Goodness of Authority

Goodness of Authority March 17, 2017

Without authority, Yves Simon argues (A General Theory of Authority), our efforts at collective action would be stymied: “decisions concerning the common action of a multitude could be taken unanimously, at least under the ideal conditions of a community made up of intelligent and virtuous persons alone. This is not the case, because contingency prevents us from knowing exhaustively the factors with which our decisions is concerned and from predicting their future with any kind of certainty. In the complex matters of collective behavior, more than anywhere else, the theoretical consideration on which the prudential judgment is based, cannot be demonstrated. Accordingly, it can never be shown evidently that this or that practical judgment, to be taken as a rule for our common action, is the best possible one. However conscientious the deliberation may be, since it cannot afford to prove its conclusions, anybody can, at any time, object that a better course of action could be conceived, and the unity of action which is supposed to be required by the pursuit of the common good will be ceaselessly jeopardized unless all members of the community agree to follow one prudential decision and only one which is to submit themselves to some authority.”

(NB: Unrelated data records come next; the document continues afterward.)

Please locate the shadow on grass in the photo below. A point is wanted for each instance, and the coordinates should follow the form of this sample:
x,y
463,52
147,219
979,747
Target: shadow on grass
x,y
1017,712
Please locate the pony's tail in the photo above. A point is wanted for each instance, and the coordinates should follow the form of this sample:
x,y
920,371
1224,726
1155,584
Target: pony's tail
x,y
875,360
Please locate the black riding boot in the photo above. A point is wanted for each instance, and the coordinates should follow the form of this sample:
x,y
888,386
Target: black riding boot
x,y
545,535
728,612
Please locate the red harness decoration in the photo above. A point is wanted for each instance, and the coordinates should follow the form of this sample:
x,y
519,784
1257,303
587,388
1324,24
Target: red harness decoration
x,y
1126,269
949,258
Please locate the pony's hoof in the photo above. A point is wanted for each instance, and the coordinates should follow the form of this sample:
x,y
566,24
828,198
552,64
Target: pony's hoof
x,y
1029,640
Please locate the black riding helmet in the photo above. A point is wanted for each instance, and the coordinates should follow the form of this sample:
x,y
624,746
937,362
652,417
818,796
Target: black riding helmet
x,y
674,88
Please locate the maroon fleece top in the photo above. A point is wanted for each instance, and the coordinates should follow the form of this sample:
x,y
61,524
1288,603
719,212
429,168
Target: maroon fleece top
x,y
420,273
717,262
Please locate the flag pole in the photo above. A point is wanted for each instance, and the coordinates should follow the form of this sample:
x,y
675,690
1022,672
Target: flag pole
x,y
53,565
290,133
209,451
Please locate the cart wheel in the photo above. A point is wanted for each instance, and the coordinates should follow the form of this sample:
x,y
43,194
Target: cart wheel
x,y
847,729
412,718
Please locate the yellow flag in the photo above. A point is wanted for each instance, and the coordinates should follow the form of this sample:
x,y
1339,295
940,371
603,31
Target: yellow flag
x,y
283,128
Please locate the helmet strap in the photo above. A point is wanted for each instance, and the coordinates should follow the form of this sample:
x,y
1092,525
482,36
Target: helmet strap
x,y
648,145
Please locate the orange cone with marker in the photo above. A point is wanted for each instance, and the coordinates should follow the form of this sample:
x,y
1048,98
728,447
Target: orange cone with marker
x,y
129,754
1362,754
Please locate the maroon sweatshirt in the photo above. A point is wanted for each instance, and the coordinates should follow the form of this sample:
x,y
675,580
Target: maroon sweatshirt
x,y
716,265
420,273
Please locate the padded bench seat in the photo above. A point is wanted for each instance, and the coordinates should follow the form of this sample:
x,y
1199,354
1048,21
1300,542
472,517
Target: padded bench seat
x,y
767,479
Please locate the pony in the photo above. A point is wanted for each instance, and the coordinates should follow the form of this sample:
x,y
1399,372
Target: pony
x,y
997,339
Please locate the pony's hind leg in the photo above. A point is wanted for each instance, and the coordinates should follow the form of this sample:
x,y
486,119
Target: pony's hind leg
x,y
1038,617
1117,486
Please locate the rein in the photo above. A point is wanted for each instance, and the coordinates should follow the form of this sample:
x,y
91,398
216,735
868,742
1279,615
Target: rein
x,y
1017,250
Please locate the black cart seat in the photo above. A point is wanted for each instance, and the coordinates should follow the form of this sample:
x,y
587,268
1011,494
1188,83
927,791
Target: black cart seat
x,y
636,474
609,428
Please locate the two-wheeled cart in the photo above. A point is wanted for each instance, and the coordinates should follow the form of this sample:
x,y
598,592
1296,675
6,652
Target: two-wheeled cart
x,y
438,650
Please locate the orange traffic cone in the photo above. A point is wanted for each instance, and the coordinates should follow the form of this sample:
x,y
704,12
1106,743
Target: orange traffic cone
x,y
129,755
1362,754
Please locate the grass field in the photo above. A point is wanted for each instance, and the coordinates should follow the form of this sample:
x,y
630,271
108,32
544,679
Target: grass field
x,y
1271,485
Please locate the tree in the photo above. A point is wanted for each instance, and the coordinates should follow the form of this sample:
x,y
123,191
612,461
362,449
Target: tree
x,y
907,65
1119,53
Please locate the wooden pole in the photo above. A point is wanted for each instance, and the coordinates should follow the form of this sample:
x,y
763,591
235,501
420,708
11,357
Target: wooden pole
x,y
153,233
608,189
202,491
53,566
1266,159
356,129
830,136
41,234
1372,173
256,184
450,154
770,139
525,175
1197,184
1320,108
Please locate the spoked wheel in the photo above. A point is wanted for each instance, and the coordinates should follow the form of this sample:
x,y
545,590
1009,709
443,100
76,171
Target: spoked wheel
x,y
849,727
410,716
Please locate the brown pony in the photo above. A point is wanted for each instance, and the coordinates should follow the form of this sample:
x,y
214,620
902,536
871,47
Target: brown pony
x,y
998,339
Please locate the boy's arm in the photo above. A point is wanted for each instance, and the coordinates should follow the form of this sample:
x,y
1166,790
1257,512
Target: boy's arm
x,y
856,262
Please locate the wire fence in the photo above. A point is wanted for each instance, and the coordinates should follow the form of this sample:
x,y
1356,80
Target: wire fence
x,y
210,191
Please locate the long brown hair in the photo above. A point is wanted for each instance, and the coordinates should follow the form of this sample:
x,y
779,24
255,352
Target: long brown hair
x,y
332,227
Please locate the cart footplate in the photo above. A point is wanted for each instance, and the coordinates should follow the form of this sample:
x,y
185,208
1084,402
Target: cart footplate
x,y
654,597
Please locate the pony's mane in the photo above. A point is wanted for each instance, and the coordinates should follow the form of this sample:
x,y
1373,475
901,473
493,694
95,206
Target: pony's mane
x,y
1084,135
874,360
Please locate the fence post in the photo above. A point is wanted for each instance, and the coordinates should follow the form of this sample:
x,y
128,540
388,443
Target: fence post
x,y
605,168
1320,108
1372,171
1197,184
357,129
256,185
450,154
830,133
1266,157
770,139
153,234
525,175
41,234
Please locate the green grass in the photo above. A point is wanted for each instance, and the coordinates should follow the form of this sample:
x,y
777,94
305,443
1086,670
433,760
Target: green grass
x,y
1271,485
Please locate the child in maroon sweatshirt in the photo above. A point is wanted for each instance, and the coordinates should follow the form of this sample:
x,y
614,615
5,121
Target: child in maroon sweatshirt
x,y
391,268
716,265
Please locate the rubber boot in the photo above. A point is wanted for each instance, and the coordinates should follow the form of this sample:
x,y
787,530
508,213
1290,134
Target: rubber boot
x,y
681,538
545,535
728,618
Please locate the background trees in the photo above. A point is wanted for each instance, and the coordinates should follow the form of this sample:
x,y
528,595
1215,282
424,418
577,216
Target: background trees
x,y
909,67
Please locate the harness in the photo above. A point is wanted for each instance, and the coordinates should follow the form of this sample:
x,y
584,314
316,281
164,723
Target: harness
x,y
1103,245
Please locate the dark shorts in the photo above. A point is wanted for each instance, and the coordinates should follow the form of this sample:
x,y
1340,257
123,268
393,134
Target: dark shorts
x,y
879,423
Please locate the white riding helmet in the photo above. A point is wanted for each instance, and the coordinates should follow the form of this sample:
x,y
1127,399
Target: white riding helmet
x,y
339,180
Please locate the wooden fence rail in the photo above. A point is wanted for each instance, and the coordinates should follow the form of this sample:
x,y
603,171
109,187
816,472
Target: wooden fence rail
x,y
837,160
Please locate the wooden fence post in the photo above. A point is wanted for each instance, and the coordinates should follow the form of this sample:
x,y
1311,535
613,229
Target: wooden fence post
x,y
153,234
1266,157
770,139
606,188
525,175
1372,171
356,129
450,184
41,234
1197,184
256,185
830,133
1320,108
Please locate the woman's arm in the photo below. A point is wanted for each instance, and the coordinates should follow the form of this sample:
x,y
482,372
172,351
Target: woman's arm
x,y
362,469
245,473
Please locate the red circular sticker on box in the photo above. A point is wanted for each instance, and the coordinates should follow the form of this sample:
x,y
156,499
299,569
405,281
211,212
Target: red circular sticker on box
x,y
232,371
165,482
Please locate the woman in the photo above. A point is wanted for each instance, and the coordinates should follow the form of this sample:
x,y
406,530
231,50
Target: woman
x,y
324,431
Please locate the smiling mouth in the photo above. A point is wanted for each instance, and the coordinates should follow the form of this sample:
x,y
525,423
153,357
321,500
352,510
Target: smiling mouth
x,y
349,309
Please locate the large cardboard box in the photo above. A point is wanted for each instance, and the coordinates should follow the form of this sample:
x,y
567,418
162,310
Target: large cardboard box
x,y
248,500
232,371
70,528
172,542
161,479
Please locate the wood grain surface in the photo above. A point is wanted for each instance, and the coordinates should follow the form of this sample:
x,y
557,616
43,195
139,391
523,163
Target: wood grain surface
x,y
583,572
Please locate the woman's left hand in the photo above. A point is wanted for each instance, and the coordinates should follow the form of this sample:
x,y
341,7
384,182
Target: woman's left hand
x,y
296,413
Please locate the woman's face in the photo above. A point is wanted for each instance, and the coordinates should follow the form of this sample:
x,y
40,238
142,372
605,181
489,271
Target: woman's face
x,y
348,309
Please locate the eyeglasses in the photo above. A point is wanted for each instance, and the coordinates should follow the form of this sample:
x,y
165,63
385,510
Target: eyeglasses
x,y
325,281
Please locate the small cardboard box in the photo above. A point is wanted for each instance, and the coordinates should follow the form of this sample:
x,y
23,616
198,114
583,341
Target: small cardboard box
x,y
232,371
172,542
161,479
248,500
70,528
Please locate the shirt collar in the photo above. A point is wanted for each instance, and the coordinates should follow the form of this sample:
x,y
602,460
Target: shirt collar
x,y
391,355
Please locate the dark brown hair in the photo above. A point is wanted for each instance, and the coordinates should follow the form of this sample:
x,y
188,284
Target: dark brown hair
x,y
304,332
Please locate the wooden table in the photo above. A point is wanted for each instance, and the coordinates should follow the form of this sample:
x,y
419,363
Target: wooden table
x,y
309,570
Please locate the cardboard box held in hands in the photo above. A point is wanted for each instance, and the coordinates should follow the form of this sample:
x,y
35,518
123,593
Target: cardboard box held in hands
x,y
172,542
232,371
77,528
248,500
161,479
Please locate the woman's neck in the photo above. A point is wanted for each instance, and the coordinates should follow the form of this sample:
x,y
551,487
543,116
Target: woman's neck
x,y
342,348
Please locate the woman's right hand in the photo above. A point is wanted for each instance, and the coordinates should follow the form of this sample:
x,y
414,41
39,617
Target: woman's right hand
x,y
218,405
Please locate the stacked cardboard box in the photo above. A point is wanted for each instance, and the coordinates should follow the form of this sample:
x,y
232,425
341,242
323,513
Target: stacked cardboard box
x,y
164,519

Simon concludes that “the principle of authority answers a necessity which is in no way accidental, which is not a consequence of any sin, evil or deficiency, a necessity which is but a metaphysical consequence of the nature of things. Considered in its principle, authority is neither a necessary evil nor the consequence of any evil, nor a lesser good, nor the consequence of some lesser good, but an absolutely good thing founded upon the metaphysical goodness of nature. Considered in its essential functions, as identical with the prudence of society in its collective action, authority is the everlastingly good principle of the social unity in the pursuit of the common good.”